More recipes you may enjoy!
- Vegan BBQ Ranch Fries
- Vegan Crab Rangoon [Epic Vegan Cookbook]
- 5-Minute Vegan Blender Queso
- Cilantro Onion Dip Party Platter
Air-Fried Onion Rings
These onion rings may not be deep-friend, but OH do they satiate an onion ring craving! Perfect for eating straight out of the air fryer or on top of a BBQ burger.
Ingredients
- 1/3 cup (45 g) unbleached all-purpose flour
- Pinch of sea salt
- 1/2 cup (120 ml) unsweetened non-dairy milk
- 1/3 cup (42 g) panko crumbs
- 1/4 cup (35 g) cornmeal
- 1/2 teaspoon sea salt
- 1/2 teaspoon onion powder
- 1/4 teaspoon dried parsley
- 1/4 teaspoon paprika
- 1 yellow onion, peeled
- Cooking oil spray
Instructions
- In a shallow, small bowl place the flour, pinch of salt, and half of the milk to it. Whisk mixture until it's smooth, then add the rest of the milk and whisk until combined. Set aside to thicken while you prep the crumb coat and onions.
- In another shallow, small bowl place panko crumbs, cornmeal, onion powder, sea salt, parsley. and paprika and stir together until combined.
- Cut your onion into 1/2-inch thick slices across the bias. Pull the slices apart carefully; I like to have a few that are two layers, for a thicker onion ring. I like to keep the larger rings for onion rings with a few smaller ones, but use the center rings in other recipes. Have ready your air fryer basket, and if your air fryer needs to be preheated, set it to 375F while you coat the onion rings.
- First, dredge the raw onion in the milk-flour mixture and use a fork to pull it out, letting some of the excess drip off. Then transfer it to the crumb coat bowl and gently press it into the mixture, then flip it over and press again. You may need to spoon mixture over it to get it evenly coated. Gently tap the loose breading off and place it in the air fryer basket.
- Repeat the dredge and coat process until you have filled up your air fryer basket with a single layer of onion rings, then spray an even coat of oil on the rings, flip rings, and spray the other side. Air fry for 15 minutes, or until the edges are browning. Let cool for 3 to 5 minutes before eating.

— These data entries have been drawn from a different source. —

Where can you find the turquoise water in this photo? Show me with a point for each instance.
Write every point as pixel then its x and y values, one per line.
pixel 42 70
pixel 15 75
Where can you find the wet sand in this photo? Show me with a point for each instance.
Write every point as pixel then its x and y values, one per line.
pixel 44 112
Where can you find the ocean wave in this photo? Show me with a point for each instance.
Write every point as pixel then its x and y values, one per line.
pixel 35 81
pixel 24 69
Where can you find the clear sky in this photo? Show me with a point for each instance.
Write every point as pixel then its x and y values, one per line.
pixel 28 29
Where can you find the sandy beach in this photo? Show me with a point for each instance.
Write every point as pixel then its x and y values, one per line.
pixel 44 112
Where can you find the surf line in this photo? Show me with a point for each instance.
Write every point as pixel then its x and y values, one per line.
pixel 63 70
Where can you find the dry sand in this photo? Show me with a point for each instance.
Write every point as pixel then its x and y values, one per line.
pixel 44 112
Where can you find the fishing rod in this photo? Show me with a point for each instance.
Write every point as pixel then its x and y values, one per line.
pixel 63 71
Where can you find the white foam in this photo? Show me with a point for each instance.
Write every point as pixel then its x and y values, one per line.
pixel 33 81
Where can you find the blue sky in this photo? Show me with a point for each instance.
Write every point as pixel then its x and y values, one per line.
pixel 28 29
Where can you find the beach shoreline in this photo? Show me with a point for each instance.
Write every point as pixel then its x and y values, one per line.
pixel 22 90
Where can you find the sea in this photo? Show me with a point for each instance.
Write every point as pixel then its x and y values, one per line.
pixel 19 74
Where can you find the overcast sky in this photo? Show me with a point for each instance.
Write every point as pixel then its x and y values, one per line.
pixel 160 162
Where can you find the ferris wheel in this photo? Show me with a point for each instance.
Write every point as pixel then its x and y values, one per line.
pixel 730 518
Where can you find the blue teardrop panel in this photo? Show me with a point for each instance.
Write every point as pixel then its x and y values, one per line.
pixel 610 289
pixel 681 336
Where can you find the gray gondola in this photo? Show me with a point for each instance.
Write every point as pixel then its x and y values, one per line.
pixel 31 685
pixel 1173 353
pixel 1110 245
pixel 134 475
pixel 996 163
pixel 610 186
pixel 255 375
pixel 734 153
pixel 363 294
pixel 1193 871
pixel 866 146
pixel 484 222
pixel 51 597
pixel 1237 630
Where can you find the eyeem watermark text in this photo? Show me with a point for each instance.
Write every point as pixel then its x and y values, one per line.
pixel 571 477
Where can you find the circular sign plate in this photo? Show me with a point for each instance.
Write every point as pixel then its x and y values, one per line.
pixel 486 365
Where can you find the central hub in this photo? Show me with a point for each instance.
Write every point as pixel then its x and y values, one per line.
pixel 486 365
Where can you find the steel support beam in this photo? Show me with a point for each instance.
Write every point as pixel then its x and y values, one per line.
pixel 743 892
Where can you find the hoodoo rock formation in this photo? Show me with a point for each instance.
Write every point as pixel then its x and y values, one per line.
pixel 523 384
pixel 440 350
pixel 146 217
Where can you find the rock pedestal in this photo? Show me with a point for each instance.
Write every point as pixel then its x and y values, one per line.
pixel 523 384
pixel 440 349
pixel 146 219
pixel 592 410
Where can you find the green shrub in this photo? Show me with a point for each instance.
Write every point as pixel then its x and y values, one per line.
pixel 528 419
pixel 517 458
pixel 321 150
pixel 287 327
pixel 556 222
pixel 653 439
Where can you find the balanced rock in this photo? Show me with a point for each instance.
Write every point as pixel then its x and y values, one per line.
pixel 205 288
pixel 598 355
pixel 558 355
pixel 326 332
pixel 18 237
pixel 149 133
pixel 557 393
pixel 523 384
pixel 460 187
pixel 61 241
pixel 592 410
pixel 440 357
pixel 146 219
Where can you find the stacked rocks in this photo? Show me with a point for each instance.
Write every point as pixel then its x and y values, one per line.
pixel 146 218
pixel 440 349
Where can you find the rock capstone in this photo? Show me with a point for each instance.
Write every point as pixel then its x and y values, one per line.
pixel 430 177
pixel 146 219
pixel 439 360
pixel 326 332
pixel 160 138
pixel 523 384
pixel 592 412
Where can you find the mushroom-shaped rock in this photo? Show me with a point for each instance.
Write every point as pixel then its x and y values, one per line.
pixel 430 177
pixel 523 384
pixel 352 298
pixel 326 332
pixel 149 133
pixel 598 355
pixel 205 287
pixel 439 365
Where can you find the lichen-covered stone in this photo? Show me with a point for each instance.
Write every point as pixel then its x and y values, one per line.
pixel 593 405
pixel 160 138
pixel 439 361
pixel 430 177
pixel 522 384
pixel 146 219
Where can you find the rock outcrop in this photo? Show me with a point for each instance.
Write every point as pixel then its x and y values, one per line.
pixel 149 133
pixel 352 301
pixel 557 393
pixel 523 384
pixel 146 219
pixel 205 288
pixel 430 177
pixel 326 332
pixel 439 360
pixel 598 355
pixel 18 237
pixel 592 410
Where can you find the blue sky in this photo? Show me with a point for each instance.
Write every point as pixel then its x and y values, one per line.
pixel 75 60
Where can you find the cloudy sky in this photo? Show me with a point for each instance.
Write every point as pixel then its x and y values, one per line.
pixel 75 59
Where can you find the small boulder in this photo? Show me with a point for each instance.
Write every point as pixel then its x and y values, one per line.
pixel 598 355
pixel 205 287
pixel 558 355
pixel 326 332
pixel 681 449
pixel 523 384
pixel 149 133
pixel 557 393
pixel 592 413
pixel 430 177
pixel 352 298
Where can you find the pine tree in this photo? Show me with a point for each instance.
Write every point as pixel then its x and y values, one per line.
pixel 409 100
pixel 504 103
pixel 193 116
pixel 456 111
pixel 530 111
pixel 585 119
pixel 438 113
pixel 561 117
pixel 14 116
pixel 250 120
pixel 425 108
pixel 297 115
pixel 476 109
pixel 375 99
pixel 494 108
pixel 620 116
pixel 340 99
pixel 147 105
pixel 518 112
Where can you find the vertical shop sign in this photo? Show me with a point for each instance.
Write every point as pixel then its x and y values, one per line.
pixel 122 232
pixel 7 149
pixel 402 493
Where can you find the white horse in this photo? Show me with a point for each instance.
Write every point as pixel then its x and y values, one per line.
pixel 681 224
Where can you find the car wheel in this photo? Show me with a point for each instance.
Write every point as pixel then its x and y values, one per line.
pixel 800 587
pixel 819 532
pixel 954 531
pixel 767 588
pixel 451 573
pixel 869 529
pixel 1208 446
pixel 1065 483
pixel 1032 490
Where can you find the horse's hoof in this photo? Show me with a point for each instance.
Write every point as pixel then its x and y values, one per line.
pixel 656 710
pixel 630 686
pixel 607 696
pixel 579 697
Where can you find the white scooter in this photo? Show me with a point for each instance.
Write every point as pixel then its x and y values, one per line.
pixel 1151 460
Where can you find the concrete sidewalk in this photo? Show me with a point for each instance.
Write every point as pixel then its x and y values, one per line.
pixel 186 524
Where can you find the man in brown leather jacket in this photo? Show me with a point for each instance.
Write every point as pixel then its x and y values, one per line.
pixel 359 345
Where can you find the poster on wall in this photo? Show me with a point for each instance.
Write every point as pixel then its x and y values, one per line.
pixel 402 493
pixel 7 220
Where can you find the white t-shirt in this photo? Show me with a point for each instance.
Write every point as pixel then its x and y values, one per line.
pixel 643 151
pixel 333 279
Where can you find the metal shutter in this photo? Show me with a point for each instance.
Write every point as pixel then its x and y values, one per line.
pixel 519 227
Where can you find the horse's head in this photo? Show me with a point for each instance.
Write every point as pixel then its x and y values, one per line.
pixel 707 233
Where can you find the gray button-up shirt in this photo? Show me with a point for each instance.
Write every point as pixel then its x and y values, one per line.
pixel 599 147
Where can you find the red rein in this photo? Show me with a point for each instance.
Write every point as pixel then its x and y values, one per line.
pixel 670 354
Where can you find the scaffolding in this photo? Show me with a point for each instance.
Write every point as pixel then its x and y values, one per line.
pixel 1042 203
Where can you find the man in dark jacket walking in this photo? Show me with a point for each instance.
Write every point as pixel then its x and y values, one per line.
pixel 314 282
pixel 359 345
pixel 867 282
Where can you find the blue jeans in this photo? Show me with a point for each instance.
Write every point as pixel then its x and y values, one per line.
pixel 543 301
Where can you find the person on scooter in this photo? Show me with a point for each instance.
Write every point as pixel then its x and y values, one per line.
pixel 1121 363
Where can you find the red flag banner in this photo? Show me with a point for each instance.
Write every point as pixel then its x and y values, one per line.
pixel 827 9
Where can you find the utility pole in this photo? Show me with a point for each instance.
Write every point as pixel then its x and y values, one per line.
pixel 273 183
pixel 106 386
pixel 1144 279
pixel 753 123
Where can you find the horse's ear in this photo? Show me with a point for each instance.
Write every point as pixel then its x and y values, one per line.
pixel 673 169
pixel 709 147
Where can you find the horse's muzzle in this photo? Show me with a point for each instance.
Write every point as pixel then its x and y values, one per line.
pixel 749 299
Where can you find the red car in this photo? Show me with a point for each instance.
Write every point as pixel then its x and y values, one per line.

- This recipe makes 2 servings as a side, because that fits well in the air fryer for a single basket/layer. You can easily double the recipe, if you are feeding more people or have more space in your air fryer!
Nutrition Information:
Yield:
2Amount Per Serving: Calories: 191Total Fat: 1gUnsaturated Fat: 1gCarbohydrates: 40gFiber: 2gSugar: 5gProtein: 5g
In the photos you can see me serving the onion rings with BBQ sauce and my Smoky Tahini Sauce, so I wanted to give you the recipe for the tahini sauce so that you’re not missing out!
Smoky Tahini Sauce
"Tahini is made from sesame seeds, which are not only high in iron, but also full of flavor and even a little bitter (in a good way). Combine that with smoky spices and you have a delectable, savory sauce for topping bowls of all kinds." Reprinted with permission from Vegan Bowl Attack! Copyright 2016
Ingredients
- 5 tablespoons (75 g) tahini
- 1/4 cup (60 ml) water
- 1 tablespoon (5 g) nutritional yeast
- 1 tablespoon (15 ml) apple cider vinegar
- 2 teaspoons tamari or soy sauce
- 2 teaspoons liquid smoke
- 1 teaspoon onion powder
- 1/2 teaspoon smoked paprika
- 1/2 teaspoon ground cumin
- Pinch of cayenne pepper
- Salt, to taste
Instructions
- In a small bowl, whisk all of the ingredients together until smooth. Add more water for a thinner sauce, if desired. Serve immediately or store in an airtight container in the refrigerator for up to 10 days.